Jader Martins foi fonte na matéria que saiu na revista do Minaspetro. Oil Sorb é a indicação para solução de problema de contaminação ambiental nos postos.

Postos respondem por 69% das ocorrências. E você, está agindo para reverter essa realidade?

Recente inventário divulgado pela Fundação Estadual do Meio Ambiente (Feam) apontou a atividade de postos de combustíveis como a maior causadora de contaminação nas áreas contaminadas gerenciadas pela entidade, respondendo por 69% das ocorrências. “O setor de postos de combustíveis é destaque em função do grande número de empreendimentos em funcionamento no Estado e da sua dispersão no território”, explica o gerente de Áreas Contaminadas, Luiz Otávio Cruz. Segundo ele, o principal fator na contaminação relacionada aos postos de combustíveis é a presença de substâncias químicas em fase livre, ou seja, contaminantes não solúveis em água, que levam à condição de perigo e riscos à saúde humana. “Assim que identificamos o passivo ambiental, o empreendedor deve continuar a investigação, cabendo à Feam o acompanhamento do gerenciamento dessa área. Caso o problema não seja regularizado, o posto é notificado”, afirma.

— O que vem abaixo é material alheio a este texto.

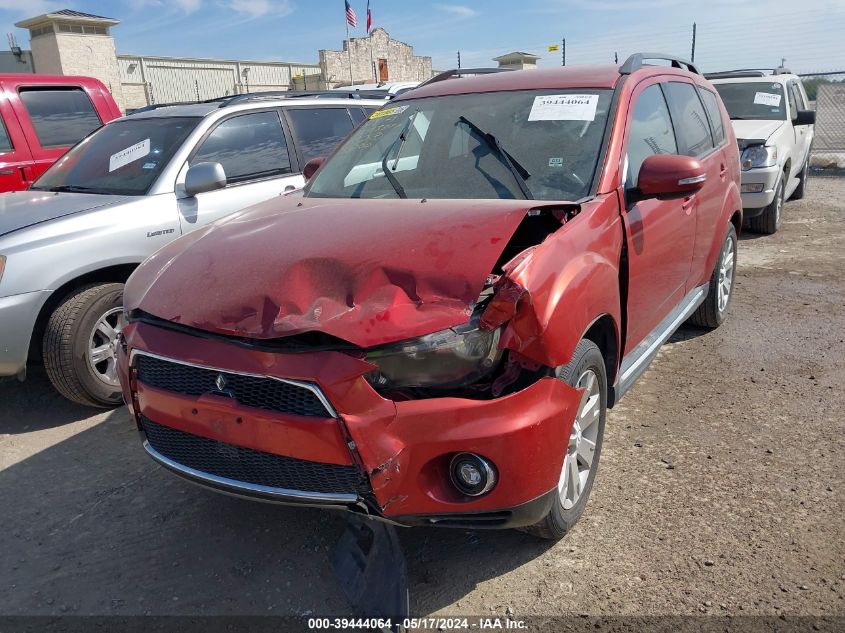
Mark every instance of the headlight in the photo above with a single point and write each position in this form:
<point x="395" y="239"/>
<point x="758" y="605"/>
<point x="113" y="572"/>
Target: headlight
<point x="451" y="358"/>
<point x="759" y="156"/>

Existem no mercado, diversos produtos que podem auxiliar os revendedores a prevenir e reduzir os impactos ao meio ambiente. Um deles, é o absorvente natural que funciona tanto em água como em solo e atinge 100% de eficácia. Ele poder ser encontrado em diversas formas (em pó, grânulos, baldes, tambores e tapa boca de lobo) e age imediatamente se aplicado em um vazamento de óleo de um caminhão tanque, por exemplo. “É preciso ter o produto preventivamente, pois nesses casos cada segundo é sagrado”, alerta o engenheiro químico e criador do absorvente, Jader Martins.

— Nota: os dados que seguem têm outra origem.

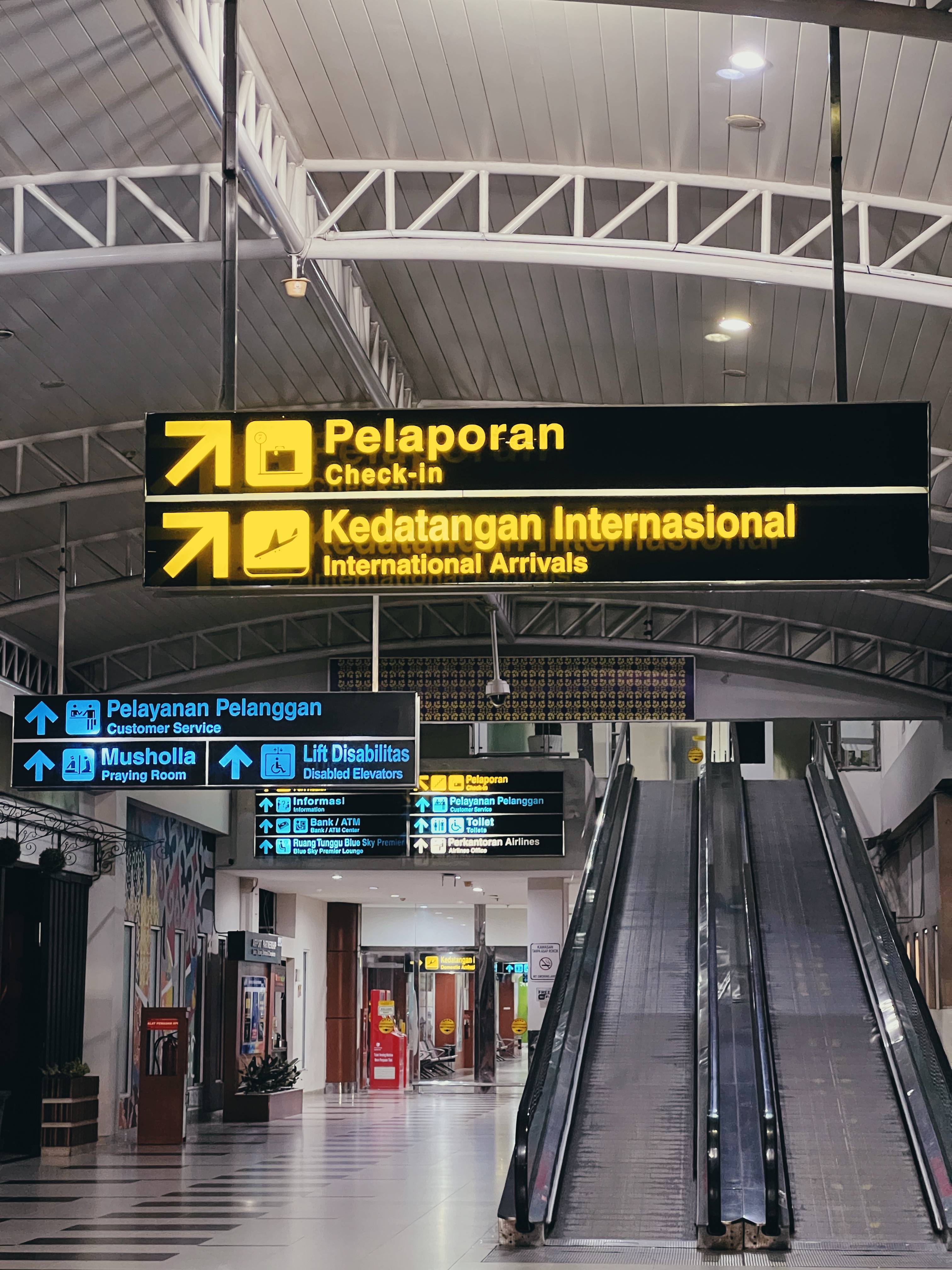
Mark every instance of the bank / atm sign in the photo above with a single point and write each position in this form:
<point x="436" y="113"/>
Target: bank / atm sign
<point x="341" y="741"/>
<point x="540" y="497"/>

Outro problema levantado pelo gerente da Feam é a baixa qualidade dos estudos na investigação das contaminações, o que implica retrabalho e maior tempo para solução do problema, e acaba por gerar custos adicionais para o Posto. “É importante que o posto tenha maior critério para contratação de empresas de consultoria para a realização das investigações e que tenha garantias contratuais da execução do que está sendo solicitado pelo órgão ambiental”, ressalta.

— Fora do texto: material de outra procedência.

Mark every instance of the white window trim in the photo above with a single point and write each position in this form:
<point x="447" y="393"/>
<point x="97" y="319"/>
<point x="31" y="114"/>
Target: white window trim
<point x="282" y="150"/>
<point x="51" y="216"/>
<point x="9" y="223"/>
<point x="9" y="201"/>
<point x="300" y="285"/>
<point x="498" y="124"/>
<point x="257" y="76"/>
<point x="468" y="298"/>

O advogado de Meio Ambiente do Minaspetro, Bernardo Souto, cita outras questões relacionadas ao meio ambiente (leia artigo na página 7). Portadores de AAF Cabe lembrar que a regularização ambiental, via licenciamento ou Autorização Ambiental de Funcionamento (AAF), é também uma obrigação do posto. Isso porque a falta do diploma legal pode implicar sanções administrativas, como, por exemplo, suspensão da atividade e multas, além de impedir o empreendimento de participar de licitações públicas. A ausência do diploma legal tem, ainda, implicações junto ao Cadastro Técnico Federal administrado pelo Ibama. Destaca-se nesse sentido que os empreendimentos regularizados por meio de AAF têm as mesmas responsabilidades que os regularizados por meio da licença de operação e devem seguir a legislação pertinente, bem como as normas técnicas. O acompanhamento da regularização ambiental dos  empreendimentos com AAF é realizado por meio de fiscalização, sendo que, se identificadas não conformidades, o posto fica passível de autuação e até mesmo perda da licença.